Cut the Gray w/ White wire and put a pair of connectors on it. That will allow you to easily convert from “AFM as usual” to “MAF Test Car”. By putting the Female connector on the AFM wire, and the male connector on the DME wire, you can borrow my 12V wire and won’t have to figure out your own way to get 12V.
Make a jumper wire that will go to Key On 12V. Put male connectors on each end. I pulled Fuse 8 (rear window defogger) and stuck a connector in. Obviously each fuse position has holes for 2 prings. The pic doesn’t show it very clearly, but the red wire’s male connector goes into the fuse’s “top” hole. That’s top in the picture. It’s actually the hole nearest the fender. Run that wire to the MAF via the female connector you put on Gray w/ white. What’ you’re doing here is giving the MAF it’s 12V supply V. Don’t screw up and give the DME 12V instead. It might not survive that.

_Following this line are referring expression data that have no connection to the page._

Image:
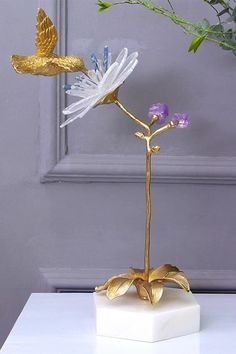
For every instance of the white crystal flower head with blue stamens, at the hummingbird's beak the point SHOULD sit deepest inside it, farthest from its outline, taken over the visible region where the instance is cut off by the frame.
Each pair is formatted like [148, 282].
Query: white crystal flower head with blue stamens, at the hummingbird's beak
[100, 82]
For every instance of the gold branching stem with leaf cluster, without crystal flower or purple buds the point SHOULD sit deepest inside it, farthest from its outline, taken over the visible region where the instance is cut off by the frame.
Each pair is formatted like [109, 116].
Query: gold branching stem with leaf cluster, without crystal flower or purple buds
[149, 282]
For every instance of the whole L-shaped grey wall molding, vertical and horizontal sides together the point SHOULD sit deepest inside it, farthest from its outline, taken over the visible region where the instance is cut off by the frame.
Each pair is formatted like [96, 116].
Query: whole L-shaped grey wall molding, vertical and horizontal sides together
[57, 165]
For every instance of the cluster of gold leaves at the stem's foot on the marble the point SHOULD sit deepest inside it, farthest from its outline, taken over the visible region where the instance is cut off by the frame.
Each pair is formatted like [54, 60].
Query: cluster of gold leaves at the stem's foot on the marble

As you may have seen from another thread, I have no vac line going from my rubber elbow to a triple checkvalve between intake and brake booster. The rubber elbow connected to the MAF has the vac port plugged. I played with that triple check valve years ago. Iirc, you don’t have to connect it to my rubber elbow. Just leave that port on the checkvalve disconnected. I don’t think this will cause a vac leak. If I’m wrong your your checkvalve is leaky, you can plug the hose going to the checkvalve with a bolt, some goobage, and a hose clamp. The above pic shows a hose clamp and a bolt peaking out where I plugged the port to the brake vac checkvalve.
My ICV and the Miller chipped DME will come too, so if it takes you and me longer than 3min to connect this to your car, we need to put the beers down and use both hands.
The MAF is now installed in my car and seems to work fine. In my garage anyhow. We’re going to test it at CMP and then do a bunch of dyno runs with it at RA. Miller says we can expect 10-15hp. The Aussies say to expect 5-10hp,.
I had planned to connect the MAF to our airbox, but that didn’t work. The MAF tube is way too long. It’s not even close. So I went with the Aussie solution and bought a cone filter.
The pic below shows my attempt to make the MAF work with our airbox. On the left you can see that I have a 3" cylindrical adapter (ebay) fastened to the airbox. Imagine the necessary space for a short piece of silicon tube to connect the rigid MAF tube to the airbox adapter. As you can see the resulting length available for the MAF tube is prob 2.5".
Be aware that the Aussies have mentioned that this kit is less tolerant of messed up engine management systems, than the tired mechanical AFM. So they had some cases where cars seem to run ok with the AFM, but didn’t run as well with the Miller kit. In every case, the problem was tracked down to vac leaks, brokedick TPS, messed up spark plugs, etc.